Cultural practice is also important in the management of Phytophthora diseases of papaya. Incidence of Phytophthora root rot of mature trees in waterlogged areas during the rainy periods can be greatly reduced by improving drainage in the orchards. Infected fruit on the trees and those that have fallen to the ground should be removed to reduce the inoculum for aerial infection of fruit and stems, and infection of seedling roots in subsequent plantings.

CHEMICAL CONTROL

Phytophthora fruit rot of papaya can be controlled by fungicides. Application of a preventive fungicide such as mancozeb or basic copper sulfate to the fruit column are effective in protecting papaya fruit from infection by P. palmivora.

REFERENCES

Huang, T. H., Chen, D. W., and Leu, L. S. 1976. Phytophthora fruit and root rot of papaya in Taiwan. Plant Prot. Bull. 18:293-308.

Hunter, J. E., and Buddenhagen, I. W. 1969. Field biology and control of Phytophthora parasitica on papaya (Carica papaya) in Hawaii. Ann. Appl. Biol. 63:55-60.

Hunter, J. E., and Kunimoto, R. K. 1974. Dispersal of Phytophthora palmivora sporangia by wind-blown rain. Phytopathology 64:202-206.

Ko, W. H. 1971. Biological control of seedling root rot of papaya caused by Phytophthora palmivora. Phytopathology 61:780-782.

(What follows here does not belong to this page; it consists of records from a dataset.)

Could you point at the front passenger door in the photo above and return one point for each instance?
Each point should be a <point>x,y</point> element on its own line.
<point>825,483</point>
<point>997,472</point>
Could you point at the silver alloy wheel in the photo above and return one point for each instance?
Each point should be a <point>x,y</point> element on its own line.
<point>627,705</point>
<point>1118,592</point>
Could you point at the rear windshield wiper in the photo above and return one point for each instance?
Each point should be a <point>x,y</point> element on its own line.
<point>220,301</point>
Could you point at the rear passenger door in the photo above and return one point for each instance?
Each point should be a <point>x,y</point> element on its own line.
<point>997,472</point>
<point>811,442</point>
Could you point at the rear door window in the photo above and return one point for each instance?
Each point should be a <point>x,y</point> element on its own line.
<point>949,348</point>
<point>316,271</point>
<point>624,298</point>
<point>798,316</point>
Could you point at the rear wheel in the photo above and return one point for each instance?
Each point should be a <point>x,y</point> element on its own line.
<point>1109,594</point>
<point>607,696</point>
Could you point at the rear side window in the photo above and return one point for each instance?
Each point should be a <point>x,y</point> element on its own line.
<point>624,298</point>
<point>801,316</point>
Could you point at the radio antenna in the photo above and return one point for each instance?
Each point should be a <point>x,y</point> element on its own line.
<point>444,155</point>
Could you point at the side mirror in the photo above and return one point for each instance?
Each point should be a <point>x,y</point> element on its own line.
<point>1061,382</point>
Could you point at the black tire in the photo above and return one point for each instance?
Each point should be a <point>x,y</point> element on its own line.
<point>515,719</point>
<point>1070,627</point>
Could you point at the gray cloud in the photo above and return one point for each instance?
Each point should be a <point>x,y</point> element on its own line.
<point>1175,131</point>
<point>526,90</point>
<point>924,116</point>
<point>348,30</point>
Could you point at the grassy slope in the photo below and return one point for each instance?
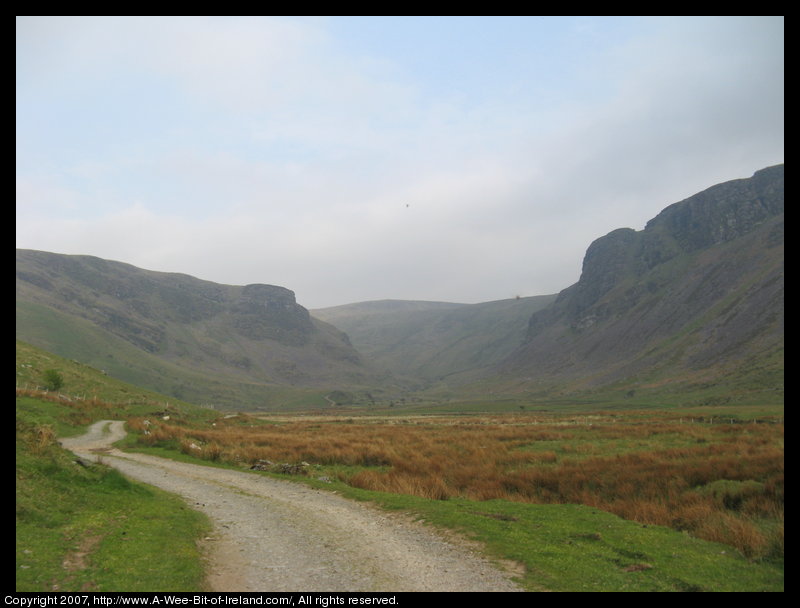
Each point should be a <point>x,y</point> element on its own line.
<point>64,511</point>
<point>435,340</point>
<point>87,528</point>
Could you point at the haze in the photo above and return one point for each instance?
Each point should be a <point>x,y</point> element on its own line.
<point>461,159</point>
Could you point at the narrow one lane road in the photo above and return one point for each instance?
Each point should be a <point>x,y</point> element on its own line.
<point>273,535</point>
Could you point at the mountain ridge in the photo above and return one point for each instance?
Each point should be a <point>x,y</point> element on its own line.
<point>179,334</point>
<point>700,287</point>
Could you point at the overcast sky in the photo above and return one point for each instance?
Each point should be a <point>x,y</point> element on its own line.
<point>461,159</point>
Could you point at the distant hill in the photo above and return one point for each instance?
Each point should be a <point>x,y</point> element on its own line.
<point>428,342</point>
<point>694,300</point>
<point>234,346</point>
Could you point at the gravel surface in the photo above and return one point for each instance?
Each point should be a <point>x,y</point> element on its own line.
<point>273,535</point>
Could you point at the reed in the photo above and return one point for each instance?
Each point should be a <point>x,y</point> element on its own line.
<point>719,482</point>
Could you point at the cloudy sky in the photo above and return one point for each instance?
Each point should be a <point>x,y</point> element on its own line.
<point>350,159</point>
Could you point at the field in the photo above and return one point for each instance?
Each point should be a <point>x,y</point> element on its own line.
<point>719,478</point>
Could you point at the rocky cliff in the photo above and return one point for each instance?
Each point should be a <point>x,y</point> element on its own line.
<point>694,297</point>
<point>176,333</point>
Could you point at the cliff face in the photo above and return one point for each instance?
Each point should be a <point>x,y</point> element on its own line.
<point>700,289</point>
<point>157,325</point>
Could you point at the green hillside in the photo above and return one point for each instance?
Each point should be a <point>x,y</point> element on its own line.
<point>71,517</point>
<point>228,346</point>
<point>435,342</point>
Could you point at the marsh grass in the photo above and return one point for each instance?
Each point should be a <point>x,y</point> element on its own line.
<point>719,482</point>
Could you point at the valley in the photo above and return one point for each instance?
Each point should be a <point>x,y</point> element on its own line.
<point>626,433</point>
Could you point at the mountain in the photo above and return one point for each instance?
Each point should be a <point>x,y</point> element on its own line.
<point>427,342</point>
<point>692,301</point>
<point>234,346</point>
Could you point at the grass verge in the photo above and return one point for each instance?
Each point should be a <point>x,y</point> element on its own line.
<point>85,527</point>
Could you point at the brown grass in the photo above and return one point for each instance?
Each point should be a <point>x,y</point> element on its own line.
<point>647,468</point>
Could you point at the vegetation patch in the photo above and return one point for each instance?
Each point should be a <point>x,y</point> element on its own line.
<point>84,527</point>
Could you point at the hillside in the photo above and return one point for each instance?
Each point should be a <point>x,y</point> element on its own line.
<point>428,342</point>
<point>693,301</point>
<point>232,346</point>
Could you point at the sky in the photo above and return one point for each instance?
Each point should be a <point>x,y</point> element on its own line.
<point>458,159</point>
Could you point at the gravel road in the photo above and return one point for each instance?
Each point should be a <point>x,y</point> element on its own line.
<point>272,535</point>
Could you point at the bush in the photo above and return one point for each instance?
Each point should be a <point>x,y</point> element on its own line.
<point>53,380</point>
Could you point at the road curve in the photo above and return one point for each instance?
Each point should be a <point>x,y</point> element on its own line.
<point>272,535</point>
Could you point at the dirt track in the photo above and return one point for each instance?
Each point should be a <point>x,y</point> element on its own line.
<point>272,535</point>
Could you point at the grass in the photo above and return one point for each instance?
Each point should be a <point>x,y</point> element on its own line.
<point>721,482</point>
<point>88,528</point>
<point>510,481</point>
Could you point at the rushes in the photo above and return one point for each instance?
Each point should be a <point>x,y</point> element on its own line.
<point>719,482</point>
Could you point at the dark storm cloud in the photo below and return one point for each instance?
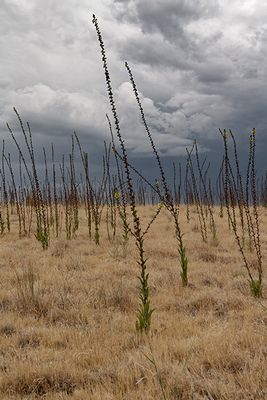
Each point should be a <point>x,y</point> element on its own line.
<point>199,65</point>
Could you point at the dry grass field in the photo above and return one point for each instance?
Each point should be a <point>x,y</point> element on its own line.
<point>67,328</point>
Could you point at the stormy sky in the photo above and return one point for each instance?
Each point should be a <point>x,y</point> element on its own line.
<point>199,66</point>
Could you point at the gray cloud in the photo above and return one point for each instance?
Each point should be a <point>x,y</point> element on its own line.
<point>198,65</point>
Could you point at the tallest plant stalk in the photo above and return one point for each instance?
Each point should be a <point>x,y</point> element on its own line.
<point>145,312</point>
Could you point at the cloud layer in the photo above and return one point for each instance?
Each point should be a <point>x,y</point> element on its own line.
<point>198,66</point>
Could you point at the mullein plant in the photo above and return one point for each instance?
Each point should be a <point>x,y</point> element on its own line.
<point>169,201</point>
<point>232,198</point>
<point>145,311</point>
<point>40,211</point>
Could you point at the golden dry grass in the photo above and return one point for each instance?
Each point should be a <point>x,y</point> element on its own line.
<point>72,335</point>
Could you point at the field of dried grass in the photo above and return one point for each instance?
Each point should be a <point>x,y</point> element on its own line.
<point>67,328</point>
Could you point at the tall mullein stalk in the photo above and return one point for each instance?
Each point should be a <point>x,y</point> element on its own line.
<point>230,201</point>
<point>145,312</point>
<point>200,212</point>
<point>46,194</point>
<point>257,285</point>
<point>187,193</point>
<point>15,192</point>
<point>169,202</point>
<point>5,192</point>
<point>240,192</point>
<point>74,188</point>
<point>119,193</point>
<point>88,186</point>
<point>205,195</point>
<point>55,197</point>
<point>66,200</point>
<point>41,232</point>
<point>109,200</point>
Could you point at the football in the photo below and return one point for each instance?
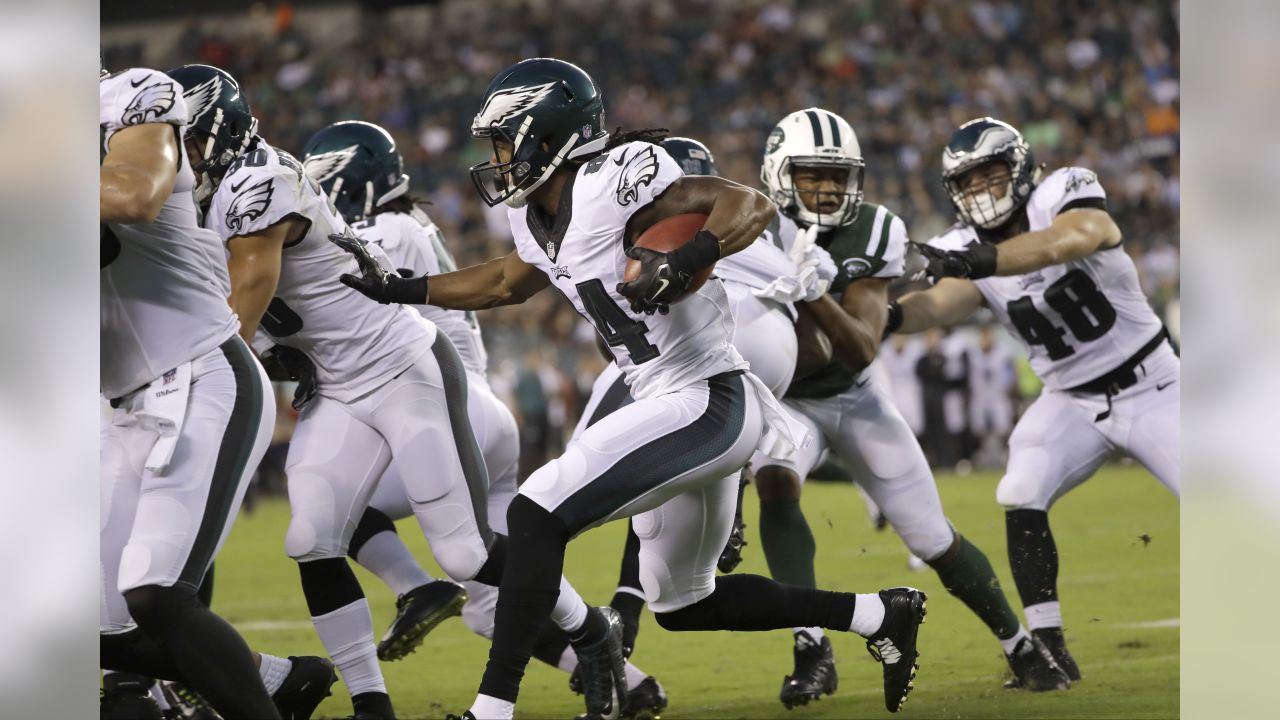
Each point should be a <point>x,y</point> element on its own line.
<point>667,235</point>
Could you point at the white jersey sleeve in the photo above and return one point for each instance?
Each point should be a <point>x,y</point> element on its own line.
<point>415,245</point>
<point>629,177</point>
<point>138,96</point>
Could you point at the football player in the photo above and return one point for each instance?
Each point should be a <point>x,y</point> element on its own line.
<point>577,200</point>
<point>361,171</point>
<point>762,283</point>
<point>813,169</point>
<point>1046,258</point>
<point>190,419</point>
<point>388,386</point>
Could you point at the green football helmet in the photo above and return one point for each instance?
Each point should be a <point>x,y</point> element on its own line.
<point>218,119</point>
<point>549,112</point>
<point>977,142</point>
<point>359,167</point>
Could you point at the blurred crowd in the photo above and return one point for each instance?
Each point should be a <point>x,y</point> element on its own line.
<point>1089,82</point>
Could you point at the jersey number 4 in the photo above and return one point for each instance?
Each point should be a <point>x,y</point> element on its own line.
<point>615,326</point>
<point>1075,297</point>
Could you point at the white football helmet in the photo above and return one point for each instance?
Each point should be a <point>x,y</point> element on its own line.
<point>813,137</point>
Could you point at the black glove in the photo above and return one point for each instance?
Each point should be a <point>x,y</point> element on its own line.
<point>296,367</point>
<point>895,319</point>
<point>376,283</point>
<point>976,261</point>
<point>666,276</point>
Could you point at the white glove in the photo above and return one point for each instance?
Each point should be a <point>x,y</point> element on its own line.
<point>814,267</point>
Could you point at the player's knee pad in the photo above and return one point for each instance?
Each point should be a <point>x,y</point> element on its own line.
<point>480,607</point>
<point>1020,492</point>
<point>775,482</point>
<point>156,607</point>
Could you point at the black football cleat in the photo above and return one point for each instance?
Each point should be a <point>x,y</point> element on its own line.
<point>186,703</point>
<point>127,697</point>
<point>894,646</point>
<point>645,701</point>
<point>305,687</point>
<point>1056,646</point>
<point>814,674</point>
<point>602,669</point>
<point>1034,668</point>
<point>417,613</point>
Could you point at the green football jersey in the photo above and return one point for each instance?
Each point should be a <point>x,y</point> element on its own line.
<point>872,246</point>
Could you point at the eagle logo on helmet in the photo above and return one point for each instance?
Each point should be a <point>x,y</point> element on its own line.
<point>325,165</point>
<point>639,172</point>
<point>248,205</point>
<point>511,103</point>
<point>201,98</point>
<point>150,104</point>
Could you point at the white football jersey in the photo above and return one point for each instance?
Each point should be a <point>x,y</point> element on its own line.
<point>355,343</point>
<point>164,283</point>
<point>415,244</point>
<point>583,255</point>
<point>1080,319</point>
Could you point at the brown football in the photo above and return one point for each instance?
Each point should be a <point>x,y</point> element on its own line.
<point>667,235</point>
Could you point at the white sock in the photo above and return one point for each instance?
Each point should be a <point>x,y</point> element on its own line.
<point>492,709</point>
<point>570,610</point>
<point>568,660</point>
<point>1010,643</point>
<point>1043,615</point>
<point>347,634</point>
<point>868,615</point>
<point>273,670</point>
<point>816,633</point>
<point>385,556</point>
<point>635,675</point>
<point>158,695</point>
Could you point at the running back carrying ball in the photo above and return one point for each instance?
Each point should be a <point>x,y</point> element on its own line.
<point>668,235</point>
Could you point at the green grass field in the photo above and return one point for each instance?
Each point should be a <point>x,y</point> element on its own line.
<point>1119,591</point>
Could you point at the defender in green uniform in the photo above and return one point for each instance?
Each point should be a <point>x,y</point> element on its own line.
<point>813,171</point>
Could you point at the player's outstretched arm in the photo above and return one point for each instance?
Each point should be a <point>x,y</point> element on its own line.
<point>856,323</point>
<point>945,304</point>
<point>255,269</point>
<point>1073,235</point>
<point>735,214</point>
<point>502,281</point>
<point>136,177</point>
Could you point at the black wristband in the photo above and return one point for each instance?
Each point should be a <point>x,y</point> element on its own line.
<point>696,254</point>
<point>895,319</point>
<point>406,291</point>
<point>982,260</point>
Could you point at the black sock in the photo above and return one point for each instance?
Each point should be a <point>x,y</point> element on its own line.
<point>1032,555</point>
<point>328,584</point>
<point>753,602</point>
<point>205,592</point>
<point>787,542</point>
<point>552,643</point>
<point>530,584</point>
<point>373,703</point>
<point>967,574</point>
<point>627,604</point>
<point>209,652</point>
<point>371,523</point>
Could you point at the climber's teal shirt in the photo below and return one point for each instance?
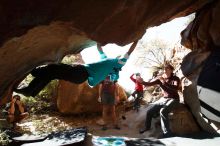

Ko, W. H. 1987. Biological control of Phytophthora root rot of papaya with virgin soil. Plant Dis. 66:446-448.

Parris, G. K. 1942. Phytophthora parasitica on papaya (Carica papaya) in Hawaii. Phytopathology 32:314-320.

Teakle, D. S. 1957. Papaw root rot caused by Phytophthora palmivora Butl. Queensland J. Agric. Sci. 14:81-91.

Trujillo, E. E., and Hine, R. B. 1965. The role of papaya residues in papaya root rot caused by Pythium aphanidermatum and Phytophthora parasitica. Phytopathology 55:1293-1298.

Turner, P. D. 1965. Behavior of Phytophthora palmivora in soil. Plant Dis. Rep. 49:135-137.